LES LIEUX, CEUX qui nous ont vu naître et grandir, marquent pour la vie. Pour
les écrivains, ces pays deviennent souvent les décors de leurs fictions.
Pensons aux Trois-Pistoles de Victor-Lévy Beaulieu ou le Lac-Saint-Jean de
Michel Marc Bouchard. Il y a aussi le Plateau Mont-Royal de Michel Tremblay. La
liste pourrait s’allonger. Des endroits comme des attaches qui permettent de
créer un monde fictif et réel. Si on m’avait dit, à dix-huit ans, que
j’écrirais presque toute ma vie sur mon village, ma famille, ces paysages que je
parcourais depuis que je pouvais courir, j’aurais éclaté de rire. C’est
pourtant cet univers que je n’ai cessé d’explorer.
Denise
Desautels a grandi près du parc La Fontaine à Montréal, un espace qui m’avait terriblement
impressionné lors de ma première visite dans la métropole à quinze ans.

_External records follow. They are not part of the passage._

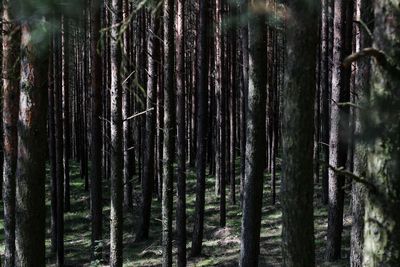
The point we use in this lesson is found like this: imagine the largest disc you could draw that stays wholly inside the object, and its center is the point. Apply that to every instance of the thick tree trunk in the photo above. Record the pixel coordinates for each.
(169, 132)
(96, 134)
(201, 129)
(255, 141)
(298, 135)
(11, 69)
(339, 125)
(117, 194)
(30, 189)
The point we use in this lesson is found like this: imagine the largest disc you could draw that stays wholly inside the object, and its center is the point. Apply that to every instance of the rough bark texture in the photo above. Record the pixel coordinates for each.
(96, 134)
(298, 135)
(169, 132)
(201, 127)
(181, 153)
(30, 190)
(221, 175)
(339, 125)
(325, 87)
(57, 57)
(362, 85)
(11, 68)
(255, 142)
(148, 177)
(381, 122)
(117, 195)
(66, 113)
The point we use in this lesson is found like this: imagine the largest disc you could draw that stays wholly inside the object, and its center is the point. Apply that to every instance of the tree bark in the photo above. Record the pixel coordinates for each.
(255, 140)
(169, 132)
(30, 189)
(381, 124)
(298, 135)
(96, 133)
(181, 144)
(11, 68)
(201, 129)
(339, 125)
(116, 215)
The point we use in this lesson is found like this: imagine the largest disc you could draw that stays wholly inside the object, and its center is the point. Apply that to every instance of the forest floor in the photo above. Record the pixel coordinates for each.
(220, 246)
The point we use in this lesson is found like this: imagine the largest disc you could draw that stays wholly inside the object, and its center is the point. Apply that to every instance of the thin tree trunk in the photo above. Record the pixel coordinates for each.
(181, 153)
(298, 135)
(339, 125)
(381, 132)
(57, 57)
(30, 189)
(96, 133)
(117, 194)
(255, 141)
(11, 68)
(202, 77)
(149, 177)
(66, 113)
(169, 132)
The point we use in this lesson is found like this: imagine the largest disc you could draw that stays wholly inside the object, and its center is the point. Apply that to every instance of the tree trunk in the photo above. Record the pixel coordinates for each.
(57, 57)
(381, 124)
(201, 129)
(66, 113)
(30, 189)
(169, 132)
(221, 176)
(96, 134)
(339, 125)
(255, 141)
(298, 135)
(362, 85)
(11, 68)
(148, 177)
(325, 87)
(181, 144)
(117, 195)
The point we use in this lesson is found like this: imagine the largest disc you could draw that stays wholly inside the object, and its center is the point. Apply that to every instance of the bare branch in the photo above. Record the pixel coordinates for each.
(138, 114)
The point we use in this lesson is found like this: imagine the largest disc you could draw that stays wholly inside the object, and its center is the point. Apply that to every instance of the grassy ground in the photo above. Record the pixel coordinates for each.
(220, 246)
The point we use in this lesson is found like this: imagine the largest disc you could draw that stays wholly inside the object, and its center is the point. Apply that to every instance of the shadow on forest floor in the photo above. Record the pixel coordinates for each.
(220, 246)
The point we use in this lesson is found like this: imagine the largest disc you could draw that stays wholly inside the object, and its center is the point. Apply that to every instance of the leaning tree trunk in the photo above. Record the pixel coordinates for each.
(10, 118)
(117, 195)
(96, 133)
(298, 135)
(255, 140)
(381, 122)
(32, 145)
(169, 132)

J’avais
fait le voyage pour un congrès des clubs 4H. Les arbres gigantesques, les pelouses
si vertes, les étangs contrastaient tellement avec les épinettes rabougries et
les cyprès tordus auxquels j’étais habitué. La forêt commençait au bout de la
terre familiale et débordait jusqu’au grand lac Mistassini et plus loin encore.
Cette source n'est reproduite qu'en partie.